In conclusion, although our results do not attain statistical significance, the nominal findings obtained here suggest that previously reported loci may be involved in the genetic architecture of MA. However, additional replication studies in larger MO and MA sets are warranted to weigh up the relevance of these susceptibility loci to both common migraine phenotypes.
Article highlights
Case–control association study of 512 migraine with aura patients and 535 migraine-free controls aimed at replicating previously reported migraine GWAS findings. Suggestive association with four out of 12 loci studied: one SNP in the PRDM16 gene and three SNPs located close to TRPM8, TSPAN2 and MMP16. These genes have been related to cardiac disease, neuropathic pain, signal transduction or axonal/synaptic plasticity.
Footnotes
Funding
Funding for this study was provided by the Spanish Ministry of Economy and Competitiveness (SAF2009–13182-C01, SAF2009–13182-C03), AGAUR (2014SGR-0932, 2009SGR-0078), Fondo de Investigaciones Sanitarias (FIS: PI10/00876) and Fundació La Marató de TV3 (072310).
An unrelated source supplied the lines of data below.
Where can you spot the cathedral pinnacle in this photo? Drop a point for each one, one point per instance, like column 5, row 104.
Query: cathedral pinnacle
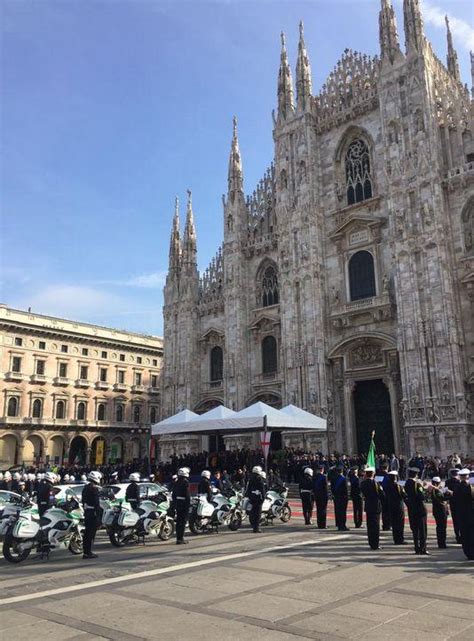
column 175, row 241
column 235, row 176
column 189, row 239
column 413, row 23
column 285, row 84
column 452, row 57
column 389, row 43
column 303, row 74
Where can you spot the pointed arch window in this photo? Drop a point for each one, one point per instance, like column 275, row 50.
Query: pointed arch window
column 362, row 276
column 12, row 409
column 81, row 411
column 358, row 173
column 269, row 355
column 136, row 413
column 217, row 361
column 60, row 409
column 37, row 408
column 101, row 412
column 270, row 293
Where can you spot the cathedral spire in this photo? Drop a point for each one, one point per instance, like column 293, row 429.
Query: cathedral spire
column 413, row 23
column 452, row 57
column 303, row 74
column 389, row 43
column 189, row 238
column 285, row 84
column 175, row 241
column 235, row 177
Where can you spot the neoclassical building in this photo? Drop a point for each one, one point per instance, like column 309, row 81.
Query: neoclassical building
column 73, row 392
column 345, row 281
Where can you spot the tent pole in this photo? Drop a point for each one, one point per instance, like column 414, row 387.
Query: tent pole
column 266, row 457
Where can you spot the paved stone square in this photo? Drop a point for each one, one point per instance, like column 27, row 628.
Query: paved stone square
column 289, row 583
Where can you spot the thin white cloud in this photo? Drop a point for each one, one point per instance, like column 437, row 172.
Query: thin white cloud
column 153, row 280
column 463, row 32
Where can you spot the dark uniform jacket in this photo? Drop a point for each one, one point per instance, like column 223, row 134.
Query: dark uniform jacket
column 306, row 487
column 90, row 499
column 205, row 487
column 395, row 495
column 44, row 497
column 320, row 485
column 180, row 494
column 372, row 493
column 415, row 497
column 256, row 489
column 132, row 495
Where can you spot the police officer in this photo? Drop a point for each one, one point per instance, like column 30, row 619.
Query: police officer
column 44, row 495
column 464, row 502
column 92, row 511
column 205, row 486
column 256, row 495
column 372, row 492
column 181, row 501
column 341, row 498
column 320, row 489
column 356, row 498
column 132, row 493
column 439, row 502
column 417, row 516
column 386, row 524
column 395, row 498
column 306, row 494
column 451, row 484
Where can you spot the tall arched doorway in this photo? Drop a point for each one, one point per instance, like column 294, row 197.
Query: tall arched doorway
column 373, row 412
column 8, row 451
column 78, row 451
column 32, row 450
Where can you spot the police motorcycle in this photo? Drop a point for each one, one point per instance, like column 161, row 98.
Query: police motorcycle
column 16, row 507
column 224, row 509
column 150, row 518
column 274, row 506
column 61, row 525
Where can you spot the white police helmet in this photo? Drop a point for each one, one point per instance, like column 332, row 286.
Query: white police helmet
column 94, row 477
column 50, row 477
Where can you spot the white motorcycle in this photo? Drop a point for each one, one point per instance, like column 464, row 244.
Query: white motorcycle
column 15, row 509
column 206, row 516
column 125, row 525
column 61, row 525
column 274, row 506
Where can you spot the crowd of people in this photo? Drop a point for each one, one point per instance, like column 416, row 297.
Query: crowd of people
column 382, row 492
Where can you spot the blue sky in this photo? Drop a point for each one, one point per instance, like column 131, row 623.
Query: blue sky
column 111, row 108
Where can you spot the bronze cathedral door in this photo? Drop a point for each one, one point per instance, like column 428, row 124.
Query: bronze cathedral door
column 373, row 412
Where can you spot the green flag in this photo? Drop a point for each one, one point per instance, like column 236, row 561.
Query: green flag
column 371, row 454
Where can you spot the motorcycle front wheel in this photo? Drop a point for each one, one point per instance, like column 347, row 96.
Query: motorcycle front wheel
column 195, row 524
column 285, row 515
column 166, row 530
column 75, row 544
column 235, row 522
column 11, row 551
column 117, row 538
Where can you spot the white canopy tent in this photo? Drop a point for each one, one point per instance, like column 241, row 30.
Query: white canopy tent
column 255, row 418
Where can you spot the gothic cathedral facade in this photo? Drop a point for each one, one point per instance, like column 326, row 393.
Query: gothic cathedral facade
column 345, row 281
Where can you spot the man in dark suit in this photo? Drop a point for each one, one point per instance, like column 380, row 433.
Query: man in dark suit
column 372, row 492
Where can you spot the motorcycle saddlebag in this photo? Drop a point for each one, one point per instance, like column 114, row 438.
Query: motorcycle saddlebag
column 25, row 529
column 128, row 518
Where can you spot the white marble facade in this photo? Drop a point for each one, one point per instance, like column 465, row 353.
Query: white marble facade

These institutions had no further role in study design; in the collection, analysis and interpretation of data; in the writing of the report; and in the decision to submit the paper for publication.
Conflict of interest
P.P.R. reports support for conference visits from MSD and Almirall, and consultancy for Allergan. A.M. received honorary fees for lectures and advisory boards from Novartis Europe.
Acknowledgments
We thank all the patients who participated in this study.